An Inspector Calls wrote:If the electricity fails then my heat pump is useless (gosh, never thought of that). Well, we'll just have to fall back on our wood-burning stoves supplied from our own timber.
What's the payback on your wood burning stoves and chimney upgrade? 100 or 500 years? If your house was insulated to PassivHaus standards you could sell most of your timber to give you an income.
An Inspector Calls wrote:I agree we'll face peak oil - we may well be there already, but it's not the cliff edge that some of you seem to think.
Peak oil and Climate Change won't the the cliff edge but the economy will be. As you seem to have some sort of economic or accounting background, can you please explain to me how we can have continuous economic growth in a finite environment: finite metals, finite fuel resources, finite agricultural land and limited fresh water.

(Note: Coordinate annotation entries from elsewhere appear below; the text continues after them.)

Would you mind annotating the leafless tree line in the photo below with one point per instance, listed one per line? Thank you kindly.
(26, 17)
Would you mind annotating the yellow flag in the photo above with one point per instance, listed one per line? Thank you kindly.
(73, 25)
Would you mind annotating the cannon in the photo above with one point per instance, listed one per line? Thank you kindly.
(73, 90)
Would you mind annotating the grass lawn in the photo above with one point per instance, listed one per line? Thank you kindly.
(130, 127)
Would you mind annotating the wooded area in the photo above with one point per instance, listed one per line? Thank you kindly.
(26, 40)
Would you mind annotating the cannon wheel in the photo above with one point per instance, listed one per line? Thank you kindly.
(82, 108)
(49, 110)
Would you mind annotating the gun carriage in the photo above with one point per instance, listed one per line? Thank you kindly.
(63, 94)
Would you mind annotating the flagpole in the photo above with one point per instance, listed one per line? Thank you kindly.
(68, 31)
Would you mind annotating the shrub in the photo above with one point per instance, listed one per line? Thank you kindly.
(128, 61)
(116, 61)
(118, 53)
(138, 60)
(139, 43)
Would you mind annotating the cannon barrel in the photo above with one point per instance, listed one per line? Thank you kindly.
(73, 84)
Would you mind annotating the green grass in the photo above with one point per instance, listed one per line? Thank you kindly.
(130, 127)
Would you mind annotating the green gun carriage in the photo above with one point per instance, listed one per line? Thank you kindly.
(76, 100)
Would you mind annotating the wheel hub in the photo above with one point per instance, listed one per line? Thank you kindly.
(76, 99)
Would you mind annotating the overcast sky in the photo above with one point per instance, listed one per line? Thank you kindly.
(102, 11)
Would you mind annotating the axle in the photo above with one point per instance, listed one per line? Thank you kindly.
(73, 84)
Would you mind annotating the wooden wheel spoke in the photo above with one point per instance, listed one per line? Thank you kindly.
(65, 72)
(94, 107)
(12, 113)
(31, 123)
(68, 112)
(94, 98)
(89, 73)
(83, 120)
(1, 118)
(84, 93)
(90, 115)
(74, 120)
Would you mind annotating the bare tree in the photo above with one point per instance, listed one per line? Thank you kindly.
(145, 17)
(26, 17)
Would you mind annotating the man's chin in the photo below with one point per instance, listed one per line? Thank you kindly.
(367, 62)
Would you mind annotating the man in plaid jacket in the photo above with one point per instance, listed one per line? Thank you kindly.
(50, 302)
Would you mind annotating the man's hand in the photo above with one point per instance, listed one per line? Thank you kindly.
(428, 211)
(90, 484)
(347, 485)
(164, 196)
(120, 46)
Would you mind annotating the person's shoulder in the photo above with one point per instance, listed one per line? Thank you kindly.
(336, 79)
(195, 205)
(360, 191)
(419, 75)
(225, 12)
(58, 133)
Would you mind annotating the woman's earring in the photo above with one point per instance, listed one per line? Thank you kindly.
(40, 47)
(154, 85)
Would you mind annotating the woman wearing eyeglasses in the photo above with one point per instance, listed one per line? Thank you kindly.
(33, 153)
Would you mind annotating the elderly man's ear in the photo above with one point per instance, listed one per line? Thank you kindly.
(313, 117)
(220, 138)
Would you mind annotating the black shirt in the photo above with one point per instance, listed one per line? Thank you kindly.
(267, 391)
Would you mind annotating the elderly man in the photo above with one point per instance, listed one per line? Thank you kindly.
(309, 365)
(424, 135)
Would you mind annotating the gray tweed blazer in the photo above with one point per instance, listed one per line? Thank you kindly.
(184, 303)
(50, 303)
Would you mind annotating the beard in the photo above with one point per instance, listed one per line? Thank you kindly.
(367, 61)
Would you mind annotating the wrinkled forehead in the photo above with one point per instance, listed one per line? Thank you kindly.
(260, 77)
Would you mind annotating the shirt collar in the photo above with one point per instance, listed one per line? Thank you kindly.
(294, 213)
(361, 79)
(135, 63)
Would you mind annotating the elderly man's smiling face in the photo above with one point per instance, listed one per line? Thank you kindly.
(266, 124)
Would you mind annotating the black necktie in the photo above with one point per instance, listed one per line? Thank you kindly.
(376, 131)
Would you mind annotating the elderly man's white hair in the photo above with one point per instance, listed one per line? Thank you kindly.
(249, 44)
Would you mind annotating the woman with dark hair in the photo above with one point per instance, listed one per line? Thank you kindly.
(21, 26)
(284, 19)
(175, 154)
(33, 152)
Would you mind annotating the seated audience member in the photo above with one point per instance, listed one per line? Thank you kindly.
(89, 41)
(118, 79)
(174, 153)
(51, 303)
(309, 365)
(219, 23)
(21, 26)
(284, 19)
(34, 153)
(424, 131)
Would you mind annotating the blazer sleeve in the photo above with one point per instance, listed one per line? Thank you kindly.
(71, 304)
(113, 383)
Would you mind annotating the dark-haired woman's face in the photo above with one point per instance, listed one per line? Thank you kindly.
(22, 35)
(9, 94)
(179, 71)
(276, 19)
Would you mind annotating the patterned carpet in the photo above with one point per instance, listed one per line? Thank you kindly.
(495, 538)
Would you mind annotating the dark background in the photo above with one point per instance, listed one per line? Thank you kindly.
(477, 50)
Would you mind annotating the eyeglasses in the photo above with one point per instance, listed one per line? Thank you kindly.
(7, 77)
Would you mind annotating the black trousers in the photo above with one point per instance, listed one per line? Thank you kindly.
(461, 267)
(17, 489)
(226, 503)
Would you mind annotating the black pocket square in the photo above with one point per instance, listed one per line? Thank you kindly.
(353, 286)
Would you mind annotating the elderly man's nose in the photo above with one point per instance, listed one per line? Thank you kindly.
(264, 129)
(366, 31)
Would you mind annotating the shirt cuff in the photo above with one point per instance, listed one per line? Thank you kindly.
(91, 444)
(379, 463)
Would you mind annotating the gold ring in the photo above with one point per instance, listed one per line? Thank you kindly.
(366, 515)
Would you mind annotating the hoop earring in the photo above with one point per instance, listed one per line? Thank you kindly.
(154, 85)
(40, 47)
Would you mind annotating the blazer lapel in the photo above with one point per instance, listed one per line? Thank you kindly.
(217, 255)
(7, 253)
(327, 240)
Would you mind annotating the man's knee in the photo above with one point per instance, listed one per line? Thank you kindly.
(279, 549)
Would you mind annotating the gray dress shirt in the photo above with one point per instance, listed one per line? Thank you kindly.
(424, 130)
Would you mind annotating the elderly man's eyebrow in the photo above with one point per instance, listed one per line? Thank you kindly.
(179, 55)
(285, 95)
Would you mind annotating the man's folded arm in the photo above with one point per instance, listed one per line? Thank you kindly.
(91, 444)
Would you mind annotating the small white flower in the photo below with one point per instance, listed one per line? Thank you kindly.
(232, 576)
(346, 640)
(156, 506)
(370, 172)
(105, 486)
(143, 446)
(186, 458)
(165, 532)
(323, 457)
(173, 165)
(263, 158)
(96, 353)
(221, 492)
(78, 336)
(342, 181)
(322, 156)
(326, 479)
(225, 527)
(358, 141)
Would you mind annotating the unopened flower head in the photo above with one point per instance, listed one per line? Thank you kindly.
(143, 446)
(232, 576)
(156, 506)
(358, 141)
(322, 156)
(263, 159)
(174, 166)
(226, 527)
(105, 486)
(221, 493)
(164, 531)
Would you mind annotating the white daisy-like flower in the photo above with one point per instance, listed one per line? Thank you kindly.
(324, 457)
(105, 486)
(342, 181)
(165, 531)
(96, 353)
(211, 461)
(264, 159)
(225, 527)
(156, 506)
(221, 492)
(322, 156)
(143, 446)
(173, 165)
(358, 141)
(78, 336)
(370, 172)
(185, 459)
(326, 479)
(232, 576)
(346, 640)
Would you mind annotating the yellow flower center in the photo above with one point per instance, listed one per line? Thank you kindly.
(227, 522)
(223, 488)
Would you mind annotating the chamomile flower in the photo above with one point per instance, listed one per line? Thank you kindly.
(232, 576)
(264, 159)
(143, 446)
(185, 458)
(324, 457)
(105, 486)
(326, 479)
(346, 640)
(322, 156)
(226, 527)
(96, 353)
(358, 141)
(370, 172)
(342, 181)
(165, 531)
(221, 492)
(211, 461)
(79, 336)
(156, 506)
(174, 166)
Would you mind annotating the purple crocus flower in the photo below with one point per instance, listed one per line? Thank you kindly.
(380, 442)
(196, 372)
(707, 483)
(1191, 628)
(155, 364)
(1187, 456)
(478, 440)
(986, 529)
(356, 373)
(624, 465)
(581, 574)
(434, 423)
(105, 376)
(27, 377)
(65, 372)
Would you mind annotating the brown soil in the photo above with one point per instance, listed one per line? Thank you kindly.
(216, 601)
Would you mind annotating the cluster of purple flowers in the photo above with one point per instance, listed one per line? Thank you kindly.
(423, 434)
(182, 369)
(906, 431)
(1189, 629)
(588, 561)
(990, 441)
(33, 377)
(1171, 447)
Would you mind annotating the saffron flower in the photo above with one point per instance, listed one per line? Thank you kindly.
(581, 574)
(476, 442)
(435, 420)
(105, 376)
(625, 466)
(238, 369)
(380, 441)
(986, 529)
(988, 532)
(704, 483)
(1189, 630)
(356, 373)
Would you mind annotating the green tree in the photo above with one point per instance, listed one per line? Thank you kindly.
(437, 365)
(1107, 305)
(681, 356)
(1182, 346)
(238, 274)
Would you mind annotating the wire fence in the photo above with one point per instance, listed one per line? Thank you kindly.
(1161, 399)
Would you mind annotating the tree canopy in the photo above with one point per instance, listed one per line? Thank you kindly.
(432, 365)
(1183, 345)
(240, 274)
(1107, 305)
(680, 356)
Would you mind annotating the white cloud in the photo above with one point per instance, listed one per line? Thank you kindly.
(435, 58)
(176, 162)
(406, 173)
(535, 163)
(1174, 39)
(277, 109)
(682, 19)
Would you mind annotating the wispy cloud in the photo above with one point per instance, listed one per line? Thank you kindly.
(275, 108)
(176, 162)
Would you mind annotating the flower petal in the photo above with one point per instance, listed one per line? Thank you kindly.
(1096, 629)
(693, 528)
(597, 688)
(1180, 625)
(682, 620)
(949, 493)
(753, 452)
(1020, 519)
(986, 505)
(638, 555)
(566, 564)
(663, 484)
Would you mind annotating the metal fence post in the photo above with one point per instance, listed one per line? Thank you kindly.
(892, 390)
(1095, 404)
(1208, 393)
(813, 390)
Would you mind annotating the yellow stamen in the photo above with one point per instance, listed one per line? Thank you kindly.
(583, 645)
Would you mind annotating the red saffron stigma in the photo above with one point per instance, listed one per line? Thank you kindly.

Before the recession fuel, metals and food prices were rising rapidly as demand couldn't keep up with supply.

Some of that was because of the amount of money that had been printed to keep the *ankers bonus culture going was diverted into commodities as the banking system was going bust. That paper money is still sloshing around the system waiting to do its worst when the banks look dodgy again. All that money going into commodities as soon as they look in short supply will cause the next recession.

Those commodities will go into short supply as soon as the developed world comes out of recession and starts buying again. If we don't come out of recession soon the growth in the Far East will do the same thing. So another major recession is due within the next seven or so years, unless Indian and Chinese growth comes to a grinding halt before then. Another major recession will bankrupt the banks again and it's doubtful that they could be rescued again.

So what price money in the bank as against on the wall? Oh! and by the way, I can do you an engineering solution to PassivHaus insulation on a solid wall.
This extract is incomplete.